Extinct gibbon skull found in ancient tomb

Hunting, environmen­t drasticall­y reduced species in China

- By Yin Han and Luo Yunzhou

Researcher­s confirmed Monday that an ancient species of gibbon, a type of ape, whose bones were uncovered in a burial pit built thousands of years ago in Northwest China, is extinct.

The experts put the bones through DNA tests to establish their link to existing species of gibbon.

“It’s the first time that well preserved gibbon bones were excavated from an ancient burial pit,” Hu Songmei, a research fellow at the Shaanxi Provincial Institute of Archaeolog­y, told the Global Times on Monday.

The gibbon’s bones were found during an archaeolog­ical dig between 2004 and 2008 in a burial pit in Northwest China’s Shaanxi Province, close to a tomb which experts believed had been built for Xia Ji, the grandmothe­r of Qin Shihuang, China’s first emperor.

The tomb was built about 2,200 years ago.

The discovery excited Hu, who focuses her research on animal archeology. “It is rare to have those bones since the bones of primate animals easily degrade after death,” Hu said.

Experts from the institute together with scientists from the UK have been conducting analysis on the remains of the gibbon since 2012, and reached a conclusion: The gibbon was not of any current species.

“Bones of other primates were found in previous digs, such as the bones of golden monkeys. The gibbon bones are even more precious since that species is extinct,” Hu said.

Some endangered species of golden monkey and gibbon are listed as first-class Stateprote­cted animals in China.

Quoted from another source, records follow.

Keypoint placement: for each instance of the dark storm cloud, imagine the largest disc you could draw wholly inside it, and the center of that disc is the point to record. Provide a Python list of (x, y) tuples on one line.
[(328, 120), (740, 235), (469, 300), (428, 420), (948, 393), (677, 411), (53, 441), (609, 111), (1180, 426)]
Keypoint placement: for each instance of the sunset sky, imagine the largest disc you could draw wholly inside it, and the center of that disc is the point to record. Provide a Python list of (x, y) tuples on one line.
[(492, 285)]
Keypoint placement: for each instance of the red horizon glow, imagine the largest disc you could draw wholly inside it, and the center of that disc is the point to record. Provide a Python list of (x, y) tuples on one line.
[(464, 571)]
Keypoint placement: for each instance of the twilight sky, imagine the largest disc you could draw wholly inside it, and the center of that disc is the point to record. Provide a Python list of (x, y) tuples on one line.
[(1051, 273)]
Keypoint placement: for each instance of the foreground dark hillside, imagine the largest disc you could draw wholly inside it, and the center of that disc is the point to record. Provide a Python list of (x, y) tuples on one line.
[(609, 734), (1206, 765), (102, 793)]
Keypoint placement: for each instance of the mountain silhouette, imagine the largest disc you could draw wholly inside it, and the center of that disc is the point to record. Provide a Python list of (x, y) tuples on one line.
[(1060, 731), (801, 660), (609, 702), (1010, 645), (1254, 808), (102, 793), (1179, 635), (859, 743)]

During the past 2,000 years, Hu said that the number of gibbons has dramatical­ly decreased in China due to environmen­tal changes and human activity such as hunting and the cutting down of forests.

Bones of other wild animals were also found in the same burial pit. “There was one skeleton of gibbon, together with that of a leopard, a lynx, a crane, a sheep and two black bears,” said Zhang Tian’en, leader of the archaeolog­ical dig project.

An iron chain and cages were also found in the pit together with the animals, Zhang told the Global Times.

Hu said that those wild animals could have been raised as pets in the royal palace, and were buried with the deceased so that they could, as ancient Chinese believed, continue to enjoy their companions­hip.

Two such burial pits of wild animals were also found near the tomb of Qin Shihuang and at the Hanyang Mausoleum.